I expected the hollow holds to be much more difficult than they were. I used straps for the deads, with 115# for 3 sets, 135# for 3 sets, and 165# for the last set.

Conditioning

  • 50-40-30-20-10 Goblet Squats (35# KB)
  • 25-20-15-10-5 Box Jumps (24″)

Finished in 11:05. Hell of a leg burn. Low back pumped up too.

Midline

  • 3×20 Hip Extensions (on Roman Chair)

With that, I’ve filled up a full Field Notes with training logs. I think I started using that one last summer. Time to turn the page on a new one.

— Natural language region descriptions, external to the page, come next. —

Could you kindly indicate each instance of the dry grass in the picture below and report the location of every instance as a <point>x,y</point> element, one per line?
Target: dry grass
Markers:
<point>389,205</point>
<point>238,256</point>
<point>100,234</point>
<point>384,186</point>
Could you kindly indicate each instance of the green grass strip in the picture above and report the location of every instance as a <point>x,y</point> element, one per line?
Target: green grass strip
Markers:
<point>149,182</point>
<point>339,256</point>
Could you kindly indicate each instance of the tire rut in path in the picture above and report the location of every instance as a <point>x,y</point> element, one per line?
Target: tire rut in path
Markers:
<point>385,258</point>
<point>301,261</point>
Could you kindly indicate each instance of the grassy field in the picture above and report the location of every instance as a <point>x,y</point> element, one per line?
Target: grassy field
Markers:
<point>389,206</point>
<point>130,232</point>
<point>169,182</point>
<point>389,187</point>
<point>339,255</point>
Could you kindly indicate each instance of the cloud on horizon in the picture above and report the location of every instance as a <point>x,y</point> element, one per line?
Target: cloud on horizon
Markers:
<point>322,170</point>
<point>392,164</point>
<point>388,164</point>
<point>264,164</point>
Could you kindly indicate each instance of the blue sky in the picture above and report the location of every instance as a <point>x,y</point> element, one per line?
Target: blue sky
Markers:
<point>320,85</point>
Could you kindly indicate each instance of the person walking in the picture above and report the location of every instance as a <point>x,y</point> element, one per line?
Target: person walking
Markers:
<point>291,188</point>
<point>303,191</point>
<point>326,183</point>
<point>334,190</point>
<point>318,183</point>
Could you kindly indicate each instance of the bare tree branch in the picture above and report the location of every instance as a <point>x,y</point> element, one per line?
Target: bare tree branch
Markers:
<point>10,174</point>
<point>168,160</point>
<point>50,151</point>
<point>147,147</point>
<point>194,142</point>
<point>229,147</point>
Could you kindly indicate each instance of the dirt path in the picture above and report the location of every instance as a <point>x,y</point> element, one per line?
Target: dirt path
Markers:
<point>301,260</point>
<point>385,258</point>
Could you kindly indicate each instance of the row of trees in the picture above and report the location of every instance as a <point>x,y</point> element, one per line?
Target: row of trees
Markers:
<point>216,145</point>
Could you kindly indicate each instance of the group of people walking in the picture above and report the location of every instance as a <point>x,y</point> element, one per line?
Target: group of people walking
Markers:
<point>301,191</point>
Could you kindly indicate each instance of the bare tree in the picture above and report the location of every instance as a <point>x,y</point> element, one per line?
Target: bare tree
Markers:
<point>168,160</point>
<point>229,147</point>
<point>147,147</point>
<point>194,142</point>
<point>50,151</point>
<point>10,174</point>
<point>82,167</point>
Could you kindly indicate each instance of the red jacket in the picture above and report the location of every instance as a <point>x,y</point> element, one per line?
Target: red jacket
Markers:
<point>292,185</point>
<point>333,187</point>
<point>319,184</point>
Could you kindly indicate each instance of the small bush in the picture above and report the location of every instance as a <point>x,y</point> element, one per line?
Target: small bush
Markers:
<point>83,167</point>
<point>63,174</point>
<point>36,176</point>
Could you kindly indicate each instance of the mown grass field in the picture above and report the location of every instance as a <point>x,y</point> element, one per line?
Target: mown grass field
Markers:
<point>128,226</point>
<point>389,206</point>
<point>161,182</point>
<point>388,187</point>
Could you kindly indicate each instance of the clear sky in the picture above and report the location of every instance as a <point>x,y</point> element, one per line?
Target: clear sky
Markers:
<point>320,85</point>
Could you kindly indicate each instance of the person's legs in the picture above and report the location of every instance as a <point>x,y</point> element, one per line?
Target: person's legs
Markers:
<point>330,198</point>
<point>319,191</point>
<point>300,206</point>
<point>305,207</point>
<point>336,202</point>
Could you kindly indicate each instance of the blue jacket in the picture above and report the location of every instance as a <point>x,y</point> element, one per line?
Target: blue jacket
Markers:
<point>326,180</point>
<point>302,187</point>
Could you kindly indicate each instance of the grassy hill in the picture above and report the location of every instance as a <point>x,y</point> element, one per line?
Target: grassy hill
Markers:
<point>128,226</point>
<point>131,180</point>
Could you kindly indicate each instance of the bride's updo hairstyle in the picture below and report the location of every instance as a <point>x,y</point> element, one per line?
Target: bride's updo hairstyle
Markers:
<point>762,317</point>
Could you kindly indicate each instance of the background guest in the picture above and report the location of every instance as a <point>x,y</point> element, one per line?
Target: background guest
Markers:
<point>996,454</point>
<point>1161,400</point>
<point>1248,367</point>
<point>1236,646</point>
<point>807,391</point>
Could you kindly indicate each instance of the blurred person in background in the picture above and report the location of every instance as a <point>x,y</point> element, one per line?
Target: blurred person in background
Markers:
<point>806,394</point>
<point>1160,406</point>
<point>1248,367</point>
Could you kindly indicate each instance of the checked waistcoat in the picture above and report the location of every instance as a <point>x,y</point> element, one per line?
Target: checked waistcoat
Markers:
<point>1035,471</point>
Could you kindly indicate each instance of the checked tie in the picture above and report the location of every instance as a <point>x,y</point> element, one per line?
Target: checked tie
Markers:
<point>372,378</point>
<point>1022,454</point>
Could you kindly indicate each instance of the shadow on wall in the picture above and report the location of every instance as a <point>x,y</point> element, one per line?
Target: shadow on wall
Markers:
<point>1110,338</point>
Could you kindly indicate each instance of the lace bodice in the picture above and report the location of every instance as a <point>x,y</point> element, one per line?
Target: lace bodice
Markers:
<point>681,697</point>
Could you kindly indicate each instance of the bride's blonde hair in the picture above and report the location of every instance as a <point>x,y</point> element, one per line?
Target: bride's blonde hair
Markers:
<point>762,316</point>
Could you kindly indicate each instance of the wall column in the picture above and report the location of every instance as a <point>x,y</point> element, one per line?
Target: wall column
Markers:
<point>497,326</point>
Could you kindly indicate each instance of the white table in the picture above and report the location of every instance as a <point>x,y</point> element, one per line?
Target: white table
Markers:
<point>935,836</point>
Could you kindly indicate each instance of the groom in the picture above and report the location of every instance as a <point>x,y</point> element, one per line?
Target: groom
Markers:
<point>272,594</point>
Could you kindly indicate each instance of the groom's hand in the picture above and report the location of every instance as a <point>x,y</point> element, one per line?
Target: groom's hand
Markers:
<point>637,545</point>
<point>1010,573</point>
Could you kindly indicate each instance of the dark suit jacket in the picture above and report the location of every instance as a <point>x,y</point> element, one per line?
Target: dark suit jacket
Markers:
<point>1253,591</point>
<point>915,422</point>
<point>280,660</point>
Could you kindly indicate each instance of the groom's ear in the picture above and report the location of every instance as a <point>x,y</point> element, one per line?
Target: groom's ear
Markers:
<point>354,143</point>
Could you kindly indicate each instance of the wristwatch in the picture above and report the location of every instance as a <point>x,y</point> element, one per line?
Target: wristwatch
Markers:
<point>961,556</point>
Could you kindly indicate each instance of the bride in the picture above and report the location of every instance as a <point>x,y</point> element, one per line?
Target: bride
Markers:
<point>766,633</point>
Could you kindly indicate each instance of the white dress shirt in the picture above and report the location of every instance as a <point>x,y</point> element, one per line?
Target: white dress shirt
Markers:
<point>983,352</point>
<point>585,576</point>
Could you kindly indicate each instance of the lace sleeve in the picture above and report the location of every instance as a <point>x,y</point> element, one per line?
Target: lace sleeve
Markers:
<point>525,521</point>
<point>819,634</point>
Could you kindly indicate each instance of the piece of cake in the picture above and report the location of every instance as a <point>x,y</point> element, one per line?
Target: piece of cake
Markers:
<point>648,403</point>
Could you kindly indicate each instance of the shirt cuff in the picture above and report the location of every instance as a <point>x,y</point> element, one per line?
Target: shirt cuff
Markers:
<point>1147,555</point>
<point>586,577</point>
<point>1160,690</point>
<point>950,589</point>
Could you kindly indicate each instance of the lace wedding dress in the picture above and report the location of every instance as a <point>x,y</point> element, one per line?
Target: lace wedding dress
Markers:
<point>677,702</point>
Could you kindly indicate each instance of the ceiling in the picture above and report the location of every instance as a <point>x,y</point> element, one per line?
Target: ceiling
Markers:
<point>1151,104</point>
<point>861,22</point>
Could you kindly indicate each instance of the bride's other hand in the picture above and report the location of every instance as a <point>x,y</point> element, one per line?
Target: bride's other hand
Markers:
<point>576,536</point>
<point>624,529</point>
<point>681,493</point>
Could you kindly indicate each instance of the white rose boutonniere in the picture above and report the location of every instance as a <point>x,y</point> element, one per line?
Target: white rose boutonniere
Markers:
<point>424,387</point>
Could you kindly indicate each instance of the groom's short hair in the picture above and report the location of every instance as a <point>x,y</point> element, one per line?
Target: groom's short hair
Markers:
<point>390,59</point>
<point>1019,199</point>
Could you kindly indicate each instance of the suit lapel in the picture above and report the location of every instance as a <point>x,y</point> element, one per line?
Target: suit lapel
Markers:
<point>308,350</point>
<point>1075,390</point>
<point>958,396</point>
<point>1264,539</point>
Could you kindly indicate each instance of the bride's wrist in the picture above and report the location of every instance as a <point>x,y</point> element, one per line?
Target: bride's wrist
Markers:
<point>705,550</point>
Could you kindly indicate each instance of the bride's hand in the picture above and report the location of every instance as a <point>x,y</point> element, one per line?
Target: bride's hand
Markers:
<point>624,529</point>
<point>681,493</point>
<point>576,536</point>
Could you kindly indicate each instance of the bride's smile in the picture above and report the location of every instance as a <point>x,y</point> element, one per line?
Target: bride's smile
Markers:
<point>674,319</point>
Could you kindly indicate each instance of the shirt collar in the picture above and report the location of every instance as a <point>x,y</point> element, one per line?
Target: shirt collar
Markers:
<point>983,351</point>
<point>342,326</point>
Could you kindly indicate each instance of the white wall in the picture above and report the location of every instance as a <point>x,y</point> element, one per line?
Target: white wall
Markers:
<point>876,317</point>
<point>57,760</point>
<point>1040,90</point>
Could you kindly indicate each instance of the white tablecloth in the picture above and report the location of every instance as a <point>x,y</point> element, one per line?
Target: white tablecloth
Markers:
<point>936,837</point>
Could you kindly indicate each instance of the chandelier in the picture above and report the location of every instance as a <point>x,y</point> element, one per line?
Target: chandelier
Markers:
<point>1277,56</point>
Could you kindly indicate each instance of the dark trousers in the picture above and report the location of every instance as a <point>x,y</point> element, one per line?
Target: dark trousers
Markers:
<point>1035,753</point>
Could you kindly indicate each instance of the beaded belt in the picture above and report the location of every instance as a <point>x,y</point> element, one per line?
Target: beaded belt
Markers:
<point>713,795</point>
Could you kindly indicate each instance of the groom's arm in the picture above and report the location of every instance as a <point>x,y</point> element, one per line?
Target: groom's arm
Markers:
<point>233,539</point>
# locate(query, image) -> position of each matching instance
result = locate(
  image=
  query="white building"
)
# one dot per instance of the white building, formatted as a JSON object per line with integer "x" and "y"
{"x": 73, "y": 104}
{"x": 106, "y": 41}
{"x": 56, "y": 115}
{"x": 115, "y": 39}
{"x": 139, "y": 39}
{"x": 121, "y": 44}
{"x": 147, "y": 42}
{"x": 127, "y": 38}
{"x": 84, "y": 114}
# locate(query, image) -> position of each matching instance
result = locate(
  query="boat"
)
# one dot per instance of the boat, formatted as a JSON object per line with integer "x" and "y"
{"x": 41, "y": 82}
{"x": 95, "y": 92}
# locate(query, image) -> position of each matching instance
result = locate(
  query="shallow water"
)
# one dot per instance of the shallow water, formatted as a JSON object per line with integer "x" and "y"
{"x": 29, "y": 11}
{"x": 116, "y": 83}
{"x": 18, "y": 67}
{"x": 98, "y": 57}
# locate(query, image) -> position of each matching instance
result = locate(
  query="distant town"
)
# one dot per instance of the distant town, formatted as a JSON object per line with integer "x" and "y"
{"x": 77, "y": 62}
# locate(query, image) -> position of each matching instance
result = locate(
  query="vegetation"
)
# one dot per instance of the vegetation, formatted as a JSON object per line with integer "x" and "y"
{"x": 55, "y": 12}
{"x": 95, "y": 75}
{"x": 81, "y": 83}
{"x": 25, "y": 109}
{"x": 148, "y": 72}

Going to see Joe, a chiropractor I know from the gym. Will see if he maybe comes up with something different to try for my shoulder. I’ve been giving it solid rest for two and a half weeks now and used it very little the 6 weeks before that. I want to be able to do all movements again! Falling behind.

On My Own

Not feeling the hip flexors as much today. The usual 9am, except not very usual today because I couldn’t do anything that was programmed for the day, so I completely did my own thing all hour.

Warm-up

2 Rounds

  • OH Stretching
  • 15 HR Push-ups
  • Arm Circles
  • Wall Shoulder Stretch

Mobility

2x Each Arm

  • 1:15 KB Shoulder Impingement Mobility (35# KB)

I was shaking after 30 seconds of the hold! My shoulders are so weak from not being worked. Here’s the Mobility WOD video I got this from.

Strength

  • 5×10 Barbell Curls (45#)

Conditioning

30-25-20-15-10-5

  • Row for Calories
  • Burpees

Took me 13:35. Never stopped during burpees and tried to keep at least a 1,200 cal/hr pace on the rower.

Midline

8 Tabata Rounds (alternating between)

  • Hollow Rocks
  • Arch Rocks

Skill

8 Tabata Rounds

  • Double Unders

No rounds unbroken and too many misses. Managed 220 total dubs though, which makes 820 for the week.

Training Week 1 Begins

Now that test week is over, Matt is starting a 12 or 13 week program for Survival Fitness. Looking forward to sick gainz bro! My hip flexors are sore from my low back down around my hip and up under my quads from all of those GHD sit-ups on Saturday.

Warm-up

  • Air Squats & Bottom Squat Hold
  • Zombie Kicks & Leg Swings
  • Jumping Jacks
  • Arm Circles

Strength

Back Squats 3×10 @ 65%

  • 10×45#
  • 5×135#
  • 5×205#
  • 10×235#
  • 10×245#
  • 10×260#

65% would be 228# for me, which is too light. I’ve been doing more than that already, so I went heavier on my sets.

Midline

5 Rounds

  • 1:00 Weighted Plank (25#)

We partnered up, so there was about 1:15 of rest between each round. Matt and I were placing the weight right over our lumbar area, which I imagine is the toughest spot since that’s where we hinge. If you put the weight up closer to the shoulders it should be much easier to hold.

Conditioning

21-15-9

  • 135# Squat Cleans
  • MB Push-ups

Was supposed to be a full “Elizabeth” but I think the ring dips have been bothering my shoulder, so Matt suggested the push-ups. I did all singles on the cleans and finished in 9:18.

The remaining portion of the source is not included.